Data & Analytics

Oil and Gas Has a Problem With Unstructured Data

Unlike structured data, unstructured data is information that either does not have predefined labels or is not organized in a predefined template, and inefficient management of this data is holding back the industry.


Inefficient unstructured-data management is holding back the oil and gas industry. Ashild Hanne Larsen, the chief information officer and senior vice president for corporate information technology at Equinor, says that 80% of employee time in the industry is spent looking through unstructured data in order to inform decisions to get work done. The International Data Corporation puts that number at 30% across all industries, so oil and gas is spending nearly three times the general average searching their own documents for information so that they can get their work done. Four out of every five working days in the industry are devoted to researching unstructured data. Is the industry ready to face the problem and usher in new efficiency? 

What is meant by unstructured data? Think of emails, old reports, operating manuals, or compliance documents. Unlike structured data, unstructured data is information that either does not have predefined labels or is not organized in a predefined template. Unstructured data is typically text-heavy but may also contain other data formats such as dates or numbers. It is also typically generated by people, as opposed to sensors or computers. This results in irregularities and ambiguities that make it difficult to research or manipulate using traditional software programs compared with the structured data stored in fielded forms within databases. 

So why is the oil and gas industry lagging so far behind in time spent researching unstructured data?
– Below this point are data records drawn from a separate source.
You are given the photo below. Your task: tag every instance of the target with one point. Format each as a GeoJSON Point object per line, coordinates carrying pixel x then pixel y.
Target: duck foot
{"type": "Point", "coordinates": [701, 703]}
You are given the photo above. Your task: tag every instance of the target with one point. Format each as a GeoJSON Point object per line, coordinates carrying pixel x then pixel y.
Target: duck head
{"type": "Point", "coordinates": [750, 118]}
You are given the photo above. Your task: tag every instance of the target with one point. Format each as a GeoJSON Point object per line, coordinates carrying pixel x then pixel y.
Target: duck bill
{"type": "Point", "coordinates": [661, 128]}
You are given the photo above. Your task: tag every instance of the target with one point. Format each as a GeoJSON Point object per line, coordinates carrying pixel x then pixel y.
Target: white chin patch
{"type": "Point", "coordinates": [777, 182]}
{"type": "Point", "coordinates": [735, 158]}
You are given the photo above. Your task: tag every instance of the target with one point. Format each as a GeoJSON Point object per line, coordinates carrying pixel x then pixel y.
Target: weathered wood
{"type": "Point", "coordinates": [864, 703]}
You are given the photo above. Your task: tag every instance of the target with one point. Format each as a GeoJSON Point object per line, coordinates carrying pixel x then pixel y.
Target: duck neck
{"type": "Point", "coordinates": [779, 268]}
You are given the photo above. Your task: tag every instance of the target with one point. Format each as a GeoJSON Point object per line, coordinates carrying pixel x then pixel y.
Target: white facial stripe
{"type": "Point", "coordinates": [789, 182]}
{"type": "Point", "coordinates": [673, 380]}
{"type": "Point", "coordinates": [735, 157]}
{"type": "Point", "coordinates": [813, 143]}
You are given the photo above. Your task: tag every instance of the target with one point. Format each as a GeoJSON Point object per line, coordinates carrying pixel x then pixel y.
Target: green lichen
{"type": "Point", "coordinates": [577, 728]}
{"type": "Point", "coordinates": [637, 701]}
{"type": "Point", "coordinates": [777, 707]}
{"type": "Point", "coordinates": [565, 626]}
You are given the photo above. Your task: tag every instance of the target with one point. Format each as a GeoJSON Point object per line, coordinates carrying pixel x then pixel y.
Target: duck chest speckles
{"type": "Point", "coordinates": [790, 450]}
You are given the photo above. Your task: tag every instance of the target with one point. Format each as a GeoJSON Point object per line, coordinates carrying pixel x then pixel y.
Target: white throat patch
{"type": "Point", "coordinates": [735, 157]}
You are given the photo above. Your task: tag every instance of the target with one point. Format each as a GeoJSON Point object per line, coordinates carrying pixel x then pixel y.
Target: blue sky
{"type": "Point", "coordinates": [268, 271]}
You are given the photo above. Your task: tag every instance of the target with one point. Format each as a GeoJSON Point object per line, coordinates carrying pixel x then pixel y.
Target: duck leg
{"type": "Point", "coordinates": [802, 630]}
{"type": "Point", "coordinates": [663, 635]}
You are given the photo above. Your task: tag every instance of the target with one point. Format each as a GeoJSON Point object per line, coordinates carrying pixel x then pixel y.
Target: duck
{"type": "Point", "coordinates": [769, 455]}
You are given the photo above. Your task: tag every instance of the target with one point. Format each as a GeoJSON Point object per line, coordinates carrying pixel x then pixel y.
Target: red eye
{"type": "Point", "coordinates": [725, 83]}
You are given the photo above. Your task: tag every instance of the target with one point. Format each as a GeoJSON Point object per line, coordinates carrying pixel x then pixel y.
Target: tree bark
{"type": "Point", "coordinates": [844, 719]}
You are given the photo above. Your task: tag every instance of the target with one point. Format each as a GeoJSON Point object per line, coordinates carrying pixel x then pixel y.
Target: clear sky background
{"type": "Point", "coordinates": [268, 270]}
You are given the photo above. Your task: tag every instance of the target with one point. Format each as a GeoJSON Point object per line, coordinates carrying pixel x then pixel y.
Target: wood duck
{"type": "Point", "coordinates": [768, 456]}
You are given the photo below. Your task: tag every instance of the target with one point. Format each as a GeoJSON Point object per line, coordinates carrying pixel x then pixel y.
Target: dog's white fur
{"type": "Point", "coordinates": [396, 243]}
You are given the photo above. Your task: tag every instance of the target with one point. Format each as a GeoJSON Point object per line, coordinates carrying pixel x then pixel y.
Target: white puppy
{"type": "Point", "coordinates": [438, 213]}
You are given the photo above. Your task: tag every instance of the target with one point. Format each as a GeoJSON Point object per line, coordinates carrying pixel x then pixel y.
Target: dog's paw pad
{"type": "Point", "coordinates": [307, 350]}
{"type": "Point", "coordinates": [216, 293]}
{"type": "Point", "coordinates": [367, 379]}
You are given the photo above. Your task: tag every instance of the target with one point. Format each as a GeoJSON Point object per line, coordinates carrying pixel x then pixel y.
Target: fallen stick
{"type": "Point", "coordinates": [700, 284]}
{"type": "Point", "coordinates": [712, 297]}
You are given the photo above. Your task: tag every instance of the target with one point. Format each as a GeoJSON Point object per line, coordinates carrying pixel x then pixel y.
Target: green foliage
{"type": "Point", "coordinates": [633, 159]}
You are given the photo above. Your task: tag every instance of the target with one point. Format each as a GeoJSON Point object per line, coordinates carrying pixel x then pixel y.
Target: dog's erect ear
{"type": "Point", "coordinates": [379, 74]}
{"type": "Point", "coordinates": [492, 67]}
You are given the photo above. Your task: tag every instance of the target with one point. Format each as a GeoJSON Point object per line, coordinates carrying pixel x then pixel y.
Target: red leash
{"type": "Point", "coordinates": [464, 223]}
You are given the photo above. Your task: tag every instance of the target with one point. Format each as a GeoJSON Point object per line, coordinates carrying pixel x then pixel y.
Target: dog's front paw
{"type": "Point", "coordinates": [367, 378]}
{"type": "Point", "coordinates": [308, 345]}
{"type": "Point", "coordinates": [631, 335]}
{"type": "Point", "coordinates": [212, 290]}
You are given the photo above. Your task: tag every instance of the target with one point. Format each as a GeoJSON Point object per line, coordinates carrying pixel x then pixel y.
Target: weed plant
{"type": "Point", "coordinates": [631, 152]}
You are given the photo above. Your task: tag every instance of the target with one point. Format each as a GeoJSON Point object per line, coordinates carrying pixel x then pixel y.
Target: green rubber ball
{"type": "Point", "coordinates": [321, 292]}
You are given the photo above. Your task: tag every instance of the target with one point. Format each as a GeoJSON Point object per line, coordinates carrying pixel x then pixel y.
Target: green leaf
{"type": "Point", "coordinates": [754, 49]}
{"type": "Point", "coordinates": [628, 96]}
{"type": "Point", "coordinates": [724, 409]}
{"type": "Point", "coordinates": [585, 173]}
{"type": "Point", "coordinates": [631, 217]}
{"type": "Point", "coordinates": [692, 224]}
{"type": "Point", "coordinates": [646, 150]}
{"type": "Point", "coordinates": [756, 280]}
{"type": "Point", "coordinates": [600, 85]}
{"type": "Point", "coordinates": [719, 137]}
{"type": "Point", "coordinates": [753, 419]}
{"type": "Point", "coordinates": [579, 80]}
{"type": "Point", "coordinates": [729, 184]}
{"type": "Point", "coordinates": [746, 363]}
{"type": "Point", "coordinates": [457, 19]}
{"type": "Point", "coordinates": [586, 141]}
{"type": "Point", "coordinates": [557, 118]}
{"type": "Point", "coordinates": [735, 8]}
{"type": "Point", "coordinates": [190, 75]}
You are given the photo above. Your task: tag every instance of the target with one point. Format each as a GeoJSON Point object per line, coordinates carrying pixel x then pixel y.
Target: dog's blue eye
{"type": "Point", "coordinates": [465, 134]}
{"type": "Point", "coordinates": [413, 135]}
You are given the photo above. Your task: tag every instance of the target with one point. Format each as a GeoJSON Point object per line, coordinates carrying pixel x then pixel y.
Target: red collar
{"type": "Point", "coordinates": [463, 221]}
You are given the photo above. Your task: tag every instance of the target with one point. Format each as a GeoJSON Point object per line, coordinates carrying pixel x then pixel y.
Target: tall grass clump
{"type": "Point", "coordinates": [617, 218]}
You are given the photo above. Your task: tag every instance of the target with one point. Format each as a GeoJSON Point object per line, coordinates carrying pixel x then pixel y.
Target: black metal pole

Discussions with operators revealed four major reasons. The first is the sheer technical complexity of the oil and gas industry. 

The second reason is that the process-driven nature of the oil and gas industry necessarily leads to more unstructured data. The industry has many precedents that could illuminate current problems, but not all of the information is collectable in structured data formatting. For example, how decisions were made, what details were noticed, and what options were considered are commonly recorded by people in written summaries and reports precisely because that unstructured data could be of value the next time a similar issue arises.

The third reason is that the consequences of underinformed decision-making can be catastrophic. Successful serial entrepreneur Steve Garrity is now working on a  startup in Silicon Valley to help software developers. Garrity explained that, “In software development, engineers can often assemble and test ideas directly in the same amount of time it would take for them to research and discuss their viability beforehand. The testing environment can be designed to closely resemble the live environment, so conclusive results are quickly obtainable. Even if the idea fails in the live environment, the consequences are relatively low-stakes: perhaps a server goes down or a client gets angry. Compare that to the oil and gas industry where physical infrastructure can get destroyed, people can get hurt, or the environment can suffer damage. Of course people are going to document and reference their decisions a lot more in oil and gas.” 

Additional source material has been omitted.